結局、ベビーブルーの縁取りに金で細かな花模様が付いている茶器セットにした。それから、今度は銀食器とカトラリー! これはミッチャム夫人に任せた。もう目が疲れちゃったんだ。
「パーシー様を誘うつもりだったけど、誘わなくて良かったわ」
でも、新居の買い物は一緒にしたいな。ただ、下見をしてからの方が良いかも。男の人は耐えられないかもね。
後は、バーンズ商会だ! パウエルさんに予約してあるから、スムーズに終わる筈。筈だったんだけどさぁ!
「撥水生地、それと湯たんぽ、糸通しは用意してあります」
それと、漁師に便利なゴム擬き長靴! ここまでは、簡単だったのに……浚渫工事に便利だなぁと胴付き長靴のデザインを見せたら、食いつかれた。

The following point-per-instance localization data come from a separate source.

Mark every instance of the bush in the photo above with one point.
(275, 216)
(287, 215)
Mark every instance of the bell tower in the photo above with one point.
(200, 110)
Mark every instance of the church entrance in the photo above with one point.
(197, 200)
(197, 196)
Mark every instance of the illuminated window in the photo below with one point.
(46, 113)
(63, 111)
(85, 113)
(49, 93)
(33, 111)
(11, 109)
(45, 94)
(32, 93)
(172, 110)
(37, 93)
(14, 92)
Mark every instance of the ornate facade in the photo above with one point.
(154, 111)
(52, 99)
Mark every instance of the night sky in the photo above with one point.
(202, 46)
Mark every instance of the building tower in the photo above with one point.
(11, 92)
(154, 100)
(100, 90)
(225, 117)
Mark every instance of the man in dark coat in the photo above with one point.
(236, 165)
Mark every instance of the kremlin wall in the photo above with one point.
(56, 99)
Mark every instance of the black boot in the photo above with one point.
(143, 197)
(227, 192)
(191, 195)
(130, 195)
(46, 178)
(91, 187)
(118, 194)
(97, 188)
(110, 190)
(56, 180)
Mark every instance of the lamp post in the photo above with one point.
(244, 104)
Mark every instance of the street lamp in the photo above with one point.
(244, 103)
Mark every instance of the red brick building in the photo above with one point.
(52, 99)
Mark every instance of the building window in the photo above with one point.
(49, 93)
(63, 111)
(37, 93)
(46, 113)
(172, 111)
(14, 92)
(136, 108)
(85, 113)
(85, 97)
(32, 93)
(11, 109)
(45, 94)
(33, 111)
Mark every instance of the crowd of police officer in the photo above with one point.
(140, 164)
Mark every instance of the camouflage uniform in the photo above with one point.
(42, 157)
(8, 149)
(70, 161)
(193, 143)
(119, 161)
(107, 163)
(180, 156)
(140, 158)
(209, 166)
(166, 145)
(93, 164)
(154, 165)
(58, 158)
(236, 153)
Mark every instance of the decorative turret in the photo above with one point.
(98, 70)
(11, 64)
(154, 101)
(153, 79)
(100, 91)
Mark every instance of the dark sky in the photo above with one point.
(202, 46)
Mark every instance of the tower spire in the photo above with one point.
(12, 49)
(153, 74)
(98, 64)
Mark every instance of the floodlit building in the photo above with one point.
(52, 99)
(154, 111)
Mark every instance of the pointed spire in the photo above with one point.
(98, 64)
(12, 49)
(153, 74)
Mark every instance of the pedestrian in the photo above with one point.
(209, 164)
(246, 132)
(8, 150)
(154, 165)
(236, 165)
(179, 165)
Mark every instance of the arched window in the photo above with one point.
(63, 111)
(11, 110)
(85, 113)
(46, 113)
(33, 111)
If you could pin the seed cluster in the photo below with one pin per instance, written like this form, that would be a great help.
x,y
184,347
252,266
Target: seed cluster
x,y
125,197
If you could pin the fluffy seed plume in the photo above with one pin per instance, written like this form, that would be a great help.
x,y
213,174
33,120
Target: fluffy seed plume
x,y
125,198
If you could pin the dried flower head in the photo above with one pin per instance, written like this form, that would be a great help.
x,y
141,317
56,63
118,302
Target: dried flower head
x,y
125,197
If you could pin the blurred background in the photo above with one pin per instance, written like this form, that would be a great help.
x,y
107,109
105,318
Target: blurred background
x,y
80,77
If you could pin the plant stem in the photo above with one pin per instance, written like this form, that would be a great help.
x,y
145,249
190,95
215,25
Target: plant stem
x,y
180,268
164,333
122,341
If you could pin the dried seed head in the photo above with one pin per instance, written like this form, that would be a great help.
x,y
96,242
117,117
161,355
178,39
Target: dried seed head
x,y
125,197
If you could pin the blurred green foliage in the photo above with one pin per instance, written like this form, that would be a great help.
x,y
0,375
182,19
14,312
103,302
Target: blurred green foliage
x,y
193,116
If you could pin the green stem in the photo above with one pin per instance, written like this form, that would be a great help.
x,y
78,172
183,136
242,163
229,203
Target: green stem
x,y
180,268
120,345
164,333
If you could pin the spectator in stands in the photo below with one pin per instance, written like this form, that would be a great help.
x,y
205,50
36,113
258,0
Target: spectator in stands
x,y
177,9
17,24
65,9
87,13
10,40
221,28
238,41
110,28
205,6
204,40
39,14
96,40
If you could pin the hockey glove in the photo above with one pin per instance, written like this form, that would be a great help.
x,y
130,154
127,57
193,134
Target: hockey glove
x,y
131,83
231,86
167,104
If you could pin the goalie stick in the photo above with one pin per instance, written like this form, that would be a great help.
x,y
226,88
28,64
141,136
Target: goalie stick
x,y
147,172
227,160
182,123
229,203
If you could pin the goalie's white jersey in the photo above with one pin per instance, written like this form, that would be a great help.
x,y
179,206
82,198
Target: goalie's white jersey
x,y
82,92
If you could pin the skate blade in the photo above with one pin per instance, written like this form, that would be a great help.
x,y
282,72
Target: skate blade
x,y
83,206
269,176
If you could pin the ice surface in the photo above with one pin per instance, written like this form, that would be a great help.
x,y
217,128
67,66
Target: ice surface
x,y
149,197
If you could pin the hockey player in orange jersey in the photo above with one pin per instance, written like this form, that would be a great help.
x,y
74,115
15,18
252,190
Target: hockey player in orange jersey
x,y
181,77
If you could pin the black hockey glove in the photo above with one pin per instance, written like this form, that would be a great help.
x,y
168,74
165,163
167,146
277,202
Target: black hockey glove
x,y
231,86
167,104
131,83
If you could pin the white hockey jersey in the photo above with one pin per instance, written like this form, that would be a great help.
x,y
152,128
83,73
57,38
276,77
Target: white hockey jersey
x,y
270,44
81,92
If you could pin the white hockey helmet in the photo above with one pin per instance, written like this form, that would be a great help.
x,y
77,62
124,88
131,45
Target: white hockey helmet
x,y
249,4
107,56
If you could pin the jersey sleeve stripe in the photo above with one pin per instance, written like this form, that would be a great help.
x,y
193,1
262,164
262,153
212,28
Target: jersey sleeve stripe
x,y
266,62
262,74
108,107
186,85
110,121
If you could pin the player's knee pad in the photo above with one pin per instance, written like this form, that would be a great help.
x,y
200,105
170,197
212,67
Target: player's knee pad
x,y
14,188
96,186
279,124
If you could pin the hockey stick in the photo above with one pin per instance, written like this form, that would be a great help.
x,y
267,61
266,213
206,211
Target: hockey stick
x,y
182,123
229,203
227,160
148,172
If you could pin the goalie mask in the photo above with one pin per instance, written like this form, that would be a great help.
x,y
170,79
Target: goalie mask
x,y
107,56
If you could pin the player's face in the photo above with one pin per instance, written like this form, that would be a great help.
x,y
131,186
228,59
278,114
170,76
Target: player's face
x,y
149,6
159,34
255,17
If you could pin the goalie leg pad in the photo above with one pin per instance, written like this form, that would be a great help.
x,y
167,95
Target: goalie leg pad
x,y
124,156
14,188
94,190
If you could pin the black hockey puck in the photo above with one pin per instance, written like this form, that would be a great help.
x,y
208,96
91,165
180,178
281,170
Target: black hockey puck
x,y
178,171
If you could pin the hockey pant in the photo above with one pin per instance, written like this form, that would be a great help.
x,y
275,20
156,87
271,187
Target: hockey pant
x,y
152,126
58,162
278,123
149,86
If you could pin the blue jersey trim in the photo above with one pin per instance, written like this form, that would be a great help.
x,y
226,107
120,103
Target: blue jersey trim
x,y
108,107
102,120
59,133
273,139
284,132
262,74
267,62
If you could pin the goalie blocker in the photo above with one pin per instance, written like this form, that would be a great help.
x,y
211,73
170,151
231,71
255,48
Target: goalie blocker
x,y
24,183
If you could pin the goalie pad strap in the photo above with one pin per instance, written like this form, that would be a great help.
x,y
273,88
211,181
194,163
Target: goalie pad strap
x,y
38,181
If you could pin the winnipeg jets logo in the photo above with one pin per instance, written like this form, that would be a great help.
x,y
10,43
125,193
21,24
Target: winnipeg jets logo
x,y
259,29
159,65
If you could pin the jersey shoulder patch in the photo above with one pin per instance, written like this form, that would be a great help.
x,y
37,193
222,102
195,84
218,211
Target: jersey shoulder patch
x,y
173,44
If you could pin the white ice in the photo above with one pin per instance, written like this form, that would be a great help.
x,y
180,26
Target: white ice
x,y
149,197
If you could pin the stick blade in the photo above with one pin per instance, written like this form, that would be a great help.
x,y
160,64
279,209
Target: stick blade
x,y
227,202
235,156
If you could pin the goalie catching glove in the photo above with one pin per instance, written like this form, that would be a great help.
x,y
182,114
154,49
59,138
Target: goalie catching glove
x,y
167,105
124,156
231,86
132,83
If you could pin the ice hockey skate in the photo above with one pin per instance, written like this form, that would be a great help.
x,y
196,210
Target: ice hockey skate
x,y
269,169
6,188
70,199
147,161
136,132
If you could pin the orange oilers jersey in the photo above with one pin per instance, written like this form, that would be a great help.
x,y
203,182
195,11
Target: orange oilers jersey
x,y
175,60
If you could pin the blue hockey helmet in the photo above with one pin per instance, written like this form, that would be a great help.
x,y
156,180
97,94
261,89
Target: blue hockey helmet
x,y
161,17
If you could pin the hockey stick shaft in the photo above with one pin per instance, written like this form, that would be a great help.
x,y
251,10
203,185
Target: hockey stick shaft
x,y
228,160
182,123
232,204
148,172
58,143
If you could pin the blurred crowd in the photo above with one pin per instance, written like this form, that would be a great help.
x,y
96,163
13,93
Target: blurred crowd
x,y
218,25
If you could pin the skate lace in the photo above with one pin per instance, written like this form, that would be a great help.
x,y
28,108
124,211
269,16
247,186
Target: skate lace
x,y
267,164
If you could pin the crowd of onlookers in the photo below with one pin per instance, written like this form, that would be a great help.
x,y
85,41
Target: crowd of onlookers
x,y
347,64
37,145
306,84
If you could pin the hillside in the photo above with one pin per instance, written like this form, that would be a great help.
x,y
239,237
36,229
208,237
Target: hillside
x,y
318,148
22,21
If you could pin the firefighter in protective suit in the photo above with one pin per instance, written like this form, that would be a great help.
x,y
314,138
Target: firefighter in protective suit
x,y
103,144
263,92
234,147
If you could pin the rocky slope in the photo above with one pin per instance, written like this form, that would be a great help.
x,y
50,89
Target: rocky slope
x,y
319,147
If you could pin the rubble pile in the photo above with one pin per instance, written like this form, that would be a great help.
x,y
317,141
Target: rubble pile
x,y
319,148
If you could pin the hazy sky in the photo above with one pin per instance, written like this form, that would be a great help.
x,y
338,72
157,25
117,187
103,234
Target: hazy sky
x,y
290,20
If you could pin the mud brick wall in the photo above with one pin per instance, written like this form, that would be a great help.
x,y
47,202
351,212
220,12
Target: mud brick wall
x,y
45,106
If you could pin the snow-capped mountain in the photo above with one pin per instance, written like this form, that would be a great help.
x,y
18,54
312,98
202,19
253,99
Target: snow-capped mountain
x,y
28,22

前世でテレビで見た、胸まである胴付き長靴だよ。肩から下げる感じの!
「これは、すぐに作らせます!」
目がキラリンと光った。他にも使えそうだよね。
「これを領地の店で売らせたいのですが……どうしようか悩んでいます」
今の店って本当にしょぼいんだ。
「ふふふ、地場商店を育てるのは根気がいりますよ」
そうなんだよね!
「いっそ、領主直営の店を開かれますか?」
それは、バーンズ公爵がされた遣り方なのかな?
「今、私の直営店を開いたら、他の店は潰れてしまいますわ。でも、今のままでは不満なのです。どうしたら良いのかしら?」
パウエルさんは、にこにこと笑う。
「色々と考えて、あれこれしてみれば宜しいのです。ペイシェンス様の領地なのですから」
これもロマノ大学で学びたい事なんだよね。
昼から、パーシバルと話し合う。
「確かに、グレンジャーもハープシャーも寂れていますが、一気に開発を進めても駄目だと思います。先ずは、今は外に働きに出るしかない若者が留まりたいと思えるようにしなくては」
つまりは、働く場所と住む場所を提供してから、商店のテコ入れをしようって考えだ。
「私は田舎の生活は知らないのですが、子どもは大きくなったらどうするのですか?」
「私も詳しくはありませんが、農家の男の子は子供のうちから手伝い、12歳ぐらいになったら独立します。職人になったり、兵士になったり、冒険者になるのかな?」
長男は、いずれは親の畑を受け継ぐけど、他の子は自分で食べていかないと駄目なんだね。
「あのう、家には居て良い感じなのかしら?」
パーシバルも詳しくは無さそう。伯爵家のお坊ちゃんだからね。
普段は、ワイヤットに質問するけど、王都育ちだからなぁ。ここは、田舎育ちのメアリーとミッチャム夫人に聞こう。
「いつまでも家にはいられませんよ」
メアリーは、自分も口減らしでケープコット伯爵家に奉公に出されたと言う。
「男の子も女の子も長男が結婚するまでは家にいれる場合もありますが、裕福じゃないと追い出されますね」
ミッチャム夫人は、バーンズ公爵領でも、そんな感じだと言う。ふぅ、厳しいな。
「ただ、バーンズ領では、バーンズ商会に就職できますから、他の領よりは恵まれています」
だよね! やはり、地場産業を作らなきゃ!
「ソースをハープシャーで作ろうと思うのですが、初めは主婦でも良いかしら?」
本当は、女の子の働き口にしたいんだけどね。
「少しだけなら良いですが、本格的にするなら、専任の働き手の方が良いですね」
「そうなると、その人達の住む場所も必要になるのですね」
「ペイシェンス、少しずつ進めよう」
パーシバルに笑われた。
「ええ、先ずは工房を作ってからにします」
やることは一杯だけど、領地に行く準備はできたよ。